#openstack-meeting log

16:00:05 <slaweq_> #startmeeting neutron_ci
16:00:06 <openstack> Meeting started Tue Sep  4 16:00:05 2018 UTC and is due to finish in 60 minutes.  The chair is slaweq_. Information about MeetBot at http://wiki.debian.org/MeetBot.
16:00:08 <openstack> Useful Commands: #action #agreed #help #info #idea #link #topic #startvote.
16:00:09 <slaweq_> hi
16:00:11 <openstack> The meeting name has been set to 'neutron_ci'
16:00:11 <mlavalle> o/
16:00:14 <haleyb> hi
16:00:25 <njohnston> o/
16:00:49 <slaweq_> ok, let's start
16:00:55 <slaweq_> #topic Actions from previous meetings
16:01:10 <slaweq_> mlavalle to check another cases of failing neutron_tempest_plugin.scenario.test_dns_integration.DNSIntegrationTests.test_server_with_fip test
16:01:15 <mlavalle> I did
16:01:26 <mlavalle> I checked other ocurrences of this bug
16:01:40 <mlavalle> I found that not only happend with the DNS integration job
16:01:47 <mlavalle> but in other jobs as well
16:02:04 <mlavalle> also found that the evidence points to a problem with Nova
16:02:15 <mlavalle> which never rumes the instance
16:02:34 <slaweq_> did You talk with mriedem about that?
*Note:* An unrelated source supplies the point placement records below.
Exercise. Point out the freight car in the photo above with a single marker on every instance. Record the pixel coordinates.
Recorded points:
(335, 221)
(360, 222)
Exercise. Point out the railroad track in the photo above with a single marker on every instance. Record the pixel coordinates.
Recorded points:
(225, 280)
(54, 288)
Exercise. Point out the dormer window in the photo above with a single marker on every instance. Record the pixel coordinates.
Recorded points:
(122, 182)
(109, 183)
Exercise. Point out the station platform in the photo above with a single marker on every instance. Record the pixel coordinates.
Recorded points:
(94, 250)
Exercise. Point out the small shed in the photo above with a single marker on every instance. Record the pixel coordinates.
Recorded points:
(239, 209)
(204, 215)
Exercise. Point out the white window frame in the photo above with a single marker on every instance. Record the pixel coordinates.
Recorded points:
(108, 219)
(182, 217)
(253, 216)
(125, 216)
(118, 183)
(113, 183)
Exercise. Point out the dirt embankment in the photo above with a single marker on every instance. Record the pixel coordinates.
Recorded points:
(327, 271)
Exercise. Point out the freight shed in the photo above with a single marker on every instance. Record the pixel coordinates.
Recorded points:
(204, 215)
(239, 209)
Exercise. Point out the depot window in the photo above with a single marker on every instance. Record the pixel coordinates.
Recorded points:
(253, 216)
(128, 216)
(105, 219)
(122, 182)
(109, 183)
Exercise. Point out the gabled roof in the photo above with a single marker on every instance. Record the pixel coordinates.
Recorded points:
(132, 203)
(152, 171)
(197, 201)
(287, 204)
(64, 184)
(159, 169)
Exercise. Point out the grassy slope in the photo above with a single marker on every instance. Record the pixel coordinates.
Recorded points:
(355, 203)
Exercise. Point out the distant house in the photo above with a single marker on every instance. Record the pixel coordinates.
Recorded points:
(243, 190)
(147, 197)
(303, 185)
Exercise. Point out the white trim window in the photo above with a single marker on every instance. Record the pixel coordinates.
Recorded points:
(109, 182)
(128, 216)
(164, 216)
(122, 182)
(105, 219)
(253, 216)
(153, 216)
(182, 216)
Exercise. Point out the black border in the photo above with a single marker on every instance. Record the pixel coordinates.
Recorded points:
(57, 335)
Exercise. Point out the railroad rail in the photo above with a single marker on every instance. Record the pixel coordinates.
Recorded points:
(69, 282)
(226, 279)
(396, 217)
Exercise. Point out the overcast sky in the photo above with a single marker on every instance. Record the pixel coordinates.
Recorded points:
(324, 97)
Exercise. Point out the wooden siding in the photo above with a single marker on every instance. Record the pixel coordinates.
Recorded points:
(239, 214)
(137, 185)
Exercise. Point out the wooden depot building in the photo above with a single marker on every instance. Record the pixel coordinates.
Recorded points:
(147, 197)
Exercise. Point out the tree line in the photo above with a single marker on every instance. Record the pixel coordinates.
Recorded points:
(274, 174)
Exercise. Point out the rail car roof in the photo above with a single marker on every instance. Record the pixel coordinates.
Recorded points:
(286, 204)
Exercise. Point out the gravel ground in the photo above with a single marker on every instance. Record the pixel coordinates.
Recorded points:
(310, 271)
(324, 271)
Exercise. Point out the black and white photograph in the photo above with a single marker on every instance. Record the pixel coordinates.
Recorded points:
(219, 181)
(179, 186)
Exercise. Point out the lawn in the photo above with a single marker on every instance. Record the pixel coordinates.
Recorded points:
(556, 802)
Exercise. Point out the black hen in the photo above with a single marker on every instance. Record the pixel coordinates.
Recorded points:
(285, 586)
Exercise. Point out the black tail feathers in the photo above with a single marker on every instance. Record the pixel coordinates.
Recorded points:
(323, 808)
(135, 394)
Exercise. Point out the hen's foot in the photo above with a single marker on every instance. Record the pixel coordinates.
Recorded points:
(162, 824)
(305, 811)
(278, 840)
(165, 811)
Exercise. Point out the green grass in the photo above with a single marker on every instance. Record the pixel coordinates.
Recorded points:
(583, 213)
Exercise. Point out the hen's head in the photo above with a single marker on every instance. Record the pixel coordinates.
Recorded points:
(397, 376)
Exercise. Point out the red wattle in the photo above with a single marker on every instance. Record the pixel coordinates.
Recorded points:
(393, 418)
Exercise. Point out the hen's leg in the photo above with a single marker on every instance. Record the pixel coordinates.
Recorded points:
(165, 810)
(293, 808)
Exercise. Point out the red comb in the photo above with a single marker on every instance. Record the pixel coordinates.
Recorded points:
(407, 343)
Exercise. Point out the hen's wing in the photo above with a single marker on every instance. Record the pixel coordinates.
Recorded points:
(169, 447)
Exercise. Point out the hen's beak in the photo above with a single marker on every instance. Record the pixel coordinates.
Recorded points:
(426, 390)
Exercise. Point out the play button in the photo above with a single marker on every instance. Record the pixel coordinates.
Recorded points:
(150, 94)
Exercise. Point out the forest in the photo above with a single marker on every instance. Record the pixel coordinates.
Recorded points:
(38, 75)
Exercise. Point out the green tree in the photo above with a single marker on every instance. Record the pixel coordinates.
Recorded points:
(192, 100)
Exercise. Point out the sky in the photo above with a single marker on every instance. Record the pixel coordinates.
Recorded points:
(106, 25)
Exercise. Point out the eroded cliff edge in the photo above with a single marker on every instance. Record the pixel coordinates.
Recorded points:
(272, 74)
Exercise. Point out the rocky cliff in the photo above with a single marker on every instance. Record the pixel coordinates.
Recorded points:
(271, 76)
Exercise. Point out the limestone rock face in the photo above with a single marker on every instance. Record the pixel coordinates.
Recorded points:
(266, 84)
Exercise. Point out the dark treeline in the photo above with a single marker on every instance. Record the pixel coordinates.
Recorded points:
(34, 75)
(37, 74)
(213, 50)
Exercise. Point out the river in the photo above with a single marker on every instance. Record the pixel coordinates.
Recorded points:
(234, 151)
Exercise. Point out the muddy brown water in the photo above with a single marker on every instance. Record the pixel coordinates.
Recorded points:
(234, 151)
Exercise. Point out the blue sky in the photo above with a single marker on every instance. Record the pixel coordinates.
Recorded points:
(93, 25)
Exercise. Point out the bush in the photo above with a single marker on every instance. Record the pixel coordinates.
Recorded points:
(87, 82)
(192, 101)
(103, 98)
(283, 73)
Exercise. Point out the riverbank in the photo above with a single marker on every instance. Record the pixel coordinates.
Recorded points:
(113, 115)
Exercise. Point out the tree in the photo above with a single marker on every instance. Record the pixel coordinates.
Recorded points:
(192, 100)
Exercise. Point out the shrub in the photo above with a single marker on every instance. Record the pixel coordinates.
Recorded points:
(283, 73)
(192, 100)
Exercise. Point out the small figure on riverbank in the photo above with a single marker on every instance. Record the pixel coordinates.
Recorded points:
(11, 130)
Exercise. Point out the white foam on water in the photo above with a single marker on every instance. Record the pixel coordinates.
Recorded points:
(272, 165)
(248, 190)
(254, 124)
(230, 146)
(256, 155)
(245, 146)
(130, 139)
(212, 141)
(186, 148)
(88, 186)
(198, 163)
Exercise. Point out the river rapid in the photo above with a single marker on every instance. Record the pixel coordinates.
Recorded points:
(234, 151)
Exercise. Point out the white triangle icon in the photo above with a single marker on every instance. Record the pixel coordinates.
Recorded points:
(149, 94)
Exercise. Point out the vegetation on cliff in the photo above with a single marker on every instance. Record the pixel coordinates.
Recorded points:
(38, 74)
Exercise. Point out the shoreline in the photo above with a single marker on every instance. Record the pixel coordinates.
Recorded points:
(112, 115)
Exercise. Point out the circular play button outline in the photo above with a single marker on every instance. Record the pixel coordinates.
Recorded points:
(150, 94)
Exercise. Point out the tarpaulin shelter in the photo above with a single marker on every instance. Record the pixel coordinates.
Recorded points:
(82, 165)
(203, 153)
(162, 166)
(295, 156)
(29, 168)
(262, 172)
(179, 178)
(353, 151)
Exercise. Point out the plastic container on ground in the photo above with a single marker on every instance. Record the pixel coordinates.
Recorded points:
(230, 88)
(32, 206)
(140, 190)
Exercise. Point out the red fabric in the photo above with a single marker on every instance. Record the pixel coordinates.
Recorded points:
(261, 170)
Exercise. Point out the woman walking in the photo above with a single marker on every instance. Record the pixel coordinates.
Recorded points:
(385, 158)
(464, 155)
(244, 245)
16:02:38 <mlavalle> it seems to me the compute manager is mixing up the events from Neutron and the virt layer
16:02:55 <mlavalle> I pinged mriedem ealier today....
16:03:12 <mlavalle> but he hasn't responded. I assume he is busy and will pong back later
16:03:27 <mlavalle> I will follow up with him
16:03:30 <slaweq_> ok, good that You are on it :)
16:03:32 <slaweq_> thx mlavalle
16:03:52 <slaweq_> #action mlavalle to talk with mriedem about https://bugs.launchpad.net/neutron/+bug/1788006
16:03:52 <openstack> Launchpad bug 1788006 in neutron "Tests fail with "Server [UUID] failed to reach ACTIVE status and task state "None" within the required time ([INTEGER] s). Current status: BUILD. Current task state: spawning."" [Critical,Confirmed] - Assigned to Miguel Lavalle (minsel)
16:04:12 <slaweq_> I added action just to not forget it next time :)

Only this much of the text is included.